Engineering workers in Derby certainly had a lot to concern them during the 1980s and many skilled men had to seek pastures new.
British Rail had decided to sell off their workshops and I believe Fletcher and Stewart were also in trouble at that time. A voluntary redundancy scheme had been set up at the Loco and Carriage and Wagon Works and many skilled men had accepted the offer and packed up their tools to walk through the works gates for the very last time.
Many of us wondered if we would ever build railway coaches in the Derby works again. Fine tradesmen were employed on menial tasks while the politicians decided their future, with only a few coaches coming in each week for repair to keep the works ticking over.

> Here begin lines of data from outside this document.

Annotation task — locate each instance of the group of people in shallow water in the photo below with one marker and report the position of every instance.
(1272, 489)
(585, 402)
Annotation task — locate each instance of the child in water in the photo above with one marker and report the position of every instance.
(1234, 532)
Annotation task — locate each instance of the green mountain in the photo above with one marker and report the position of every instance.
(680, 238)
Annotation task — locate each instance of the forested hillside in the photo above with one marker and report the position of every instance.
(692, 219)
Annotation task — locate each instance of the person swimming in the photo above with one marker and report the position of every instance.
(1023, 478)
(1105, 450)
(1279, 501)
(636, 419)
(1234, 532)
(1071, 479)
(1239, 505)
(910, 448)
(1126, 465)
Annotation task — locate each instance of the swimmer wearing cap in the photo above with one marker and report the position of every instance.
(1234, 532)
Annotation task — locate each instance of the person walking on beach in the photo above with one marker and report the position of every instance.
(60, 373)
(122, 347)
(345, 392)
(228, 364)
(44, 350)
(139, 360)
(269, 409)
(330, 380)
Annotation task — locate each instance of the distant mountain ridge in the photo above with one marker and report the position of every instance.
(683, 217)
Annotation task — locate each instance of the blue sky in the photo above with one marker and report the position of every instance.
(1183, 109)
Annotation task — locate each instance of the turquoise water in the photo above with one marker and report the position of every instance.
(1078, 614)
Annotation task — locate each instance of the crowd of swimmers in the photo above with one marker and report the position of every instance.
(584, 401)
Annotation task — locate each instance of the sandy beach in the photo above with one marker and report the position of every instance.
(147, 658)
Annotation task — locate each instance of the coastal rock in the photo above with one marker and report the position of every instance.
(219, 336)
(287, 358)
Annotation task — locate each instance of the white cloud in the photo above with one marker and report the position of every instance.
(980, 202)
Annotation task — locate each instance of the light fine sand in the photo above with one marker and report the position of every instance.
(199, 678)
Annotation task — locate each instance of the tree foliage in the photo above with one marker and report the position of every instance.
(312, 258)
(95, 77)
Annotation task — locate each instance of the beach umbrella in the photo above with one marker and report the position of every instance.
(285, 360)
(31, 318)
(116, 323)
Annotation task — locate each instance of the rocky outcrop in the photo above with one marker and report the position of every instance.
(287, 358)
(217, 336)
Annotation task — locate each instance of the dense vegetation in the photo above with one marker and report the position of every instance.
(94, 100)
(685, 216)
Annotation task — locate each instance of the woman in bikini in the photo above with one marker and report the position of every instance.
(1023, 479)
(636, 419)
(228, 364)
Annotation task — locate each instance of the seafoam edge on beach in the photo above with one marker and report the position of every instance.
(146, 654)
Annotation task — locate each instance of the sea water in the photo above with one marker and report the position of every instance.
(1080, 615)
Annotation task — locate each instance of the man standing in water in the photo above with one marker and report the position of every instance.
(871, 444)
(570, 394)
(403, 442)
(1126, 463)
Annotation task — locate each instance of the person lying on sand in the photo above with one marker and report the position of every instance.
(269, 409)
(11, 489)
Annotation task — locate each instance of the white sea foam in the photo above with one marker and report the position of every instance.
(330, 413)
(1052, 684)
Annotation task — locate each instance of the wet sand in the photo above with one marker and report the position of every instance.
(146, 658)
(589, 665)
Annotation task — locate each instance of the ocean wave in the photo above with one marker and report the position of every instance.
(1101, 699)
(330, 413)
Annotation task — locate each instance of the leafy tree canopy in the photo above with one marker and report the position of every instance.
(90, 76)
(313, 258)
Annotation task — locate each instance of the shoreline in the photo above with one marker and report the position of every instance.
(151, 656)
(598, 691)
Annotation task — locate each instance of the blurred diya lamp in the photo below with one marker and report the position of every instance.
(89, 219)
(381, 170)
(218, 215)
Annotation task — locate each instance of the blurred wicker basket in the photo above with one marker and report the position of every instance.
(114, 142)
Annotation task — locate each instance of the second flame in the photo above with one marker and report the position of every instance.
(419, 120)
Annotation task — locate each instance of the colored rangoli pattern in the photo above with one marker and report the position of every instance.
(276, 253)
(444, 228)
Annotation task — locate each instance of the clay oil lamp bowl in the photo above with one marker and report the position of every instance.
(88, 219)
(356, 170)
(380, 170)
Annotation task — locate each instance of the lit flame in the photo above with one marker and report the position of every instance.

Thankfully, a buyer was found who still wanted to build coaches at the C&W Works but the Loco was not so lucky and eventually closed.
Prior to privatisation, everything required to make a railway coach was produced in the works. But that was to change as all the manufacturing shops were closed down, including the sawmill, reputed to be the largest and finest in the country. I have often wondered where all those sawyers, wood machinists, turners, millers, sheet metal workers, blacksmiths etc managed to find other jobs.
I can’t recall any demonstrations, marches or strikes; the lads just accepted it and looked for another job. Only a few years earlier, jobs in the railway workshops were considered a “job for life”. When you clocked up the magical sum of 35 years’ continuous service, you were given a choice of gifts and taken out by the management to celebrate the occasion. I well remember my special day in 1980. We were promised a Tour of the Peak but our tour did not get any further than the Green Man, at Ashbourne, where a super buffet lunch was laid on and the bar never closed!
Our manager at that time was a Mr Garratt and he came along to make sure that we enjoyed ourselves – and we certainly did.
Before we left to get the bus back home, he asked us all to join him and sing Swing Low Sweet Chariot, long before the song became the theme tune of England rugby fans. We were only too pleased to oblige.
I’m sure there were a few slurred voices but I know we also sent our works manager home a happy man.
The photograph here is of the occasion. Note the number of men who had served 35 years with the company during that year. I am on the right-hand side at the front, holding the cutlery set.
Thanks to the skilful management and dedicated workforce at Bombardier, we are still building railway coaches at the Derby works and long may it continue.